38. imaging device according to claim 28 further comprises speech analysis means, is used for carrying out the detection to the predetermined characteristic relevant with voice through the voice of analyzing input, wherein

39. according to the described imaging device of claim 38, wherein said tape deck writes down the extraction result of said person extraction device and said non-personage's extraction element and the testing result of said speech analysis means with view data in said recording medium.

40. according to the described imaging device of claim 38, wherein said speech analysis means detects predetermined volume change as predetermined characteristic.

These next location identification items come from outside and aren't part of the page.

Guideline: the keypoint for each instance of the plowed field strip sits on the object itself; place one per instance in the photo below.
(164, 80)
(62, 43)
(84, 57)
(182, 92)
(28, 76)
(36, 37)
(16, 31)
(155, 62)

41. according to the described imaging device of claim 38, wherein said speech analysis means detects predetermined phrase as predetermined characteristic.

42. according to the described imaging device of claim 38, the characteristic that wherein said speech analysis means detection has been registered as predetermined people's phonetic feature in advance is as predetermined characteristic.

43. control method to imaging device; This imaging device have be used for through photographed scene generate the expression scene view data imaging device and be used at booking situation medium record by the record image data device that imaging device generated, said method comprises the steps:

Through the analytical table image-region beyond the image-region of thing figure of leting others have a look at; And from the view data that image device generated, extract the main object beyond the said character graphic, and the information of scope, area and the center-of-mass coordinate of the object of output except said character graphic is as extracting the result;

Confirm the suitable character graphic of being extracted and the layout of said main object.

44., further comprise step: control the operation of said imaging device, so that generate the view data of arranging said character graphic and said main object with determined layout according to the described control method of claim 43 to imaging device.

45., further comprise step: to the view data carries out image processing, so that make that the layout of said character graphic and said main object is consistent with determined layout according to the described control method of claim 43 to imaging device.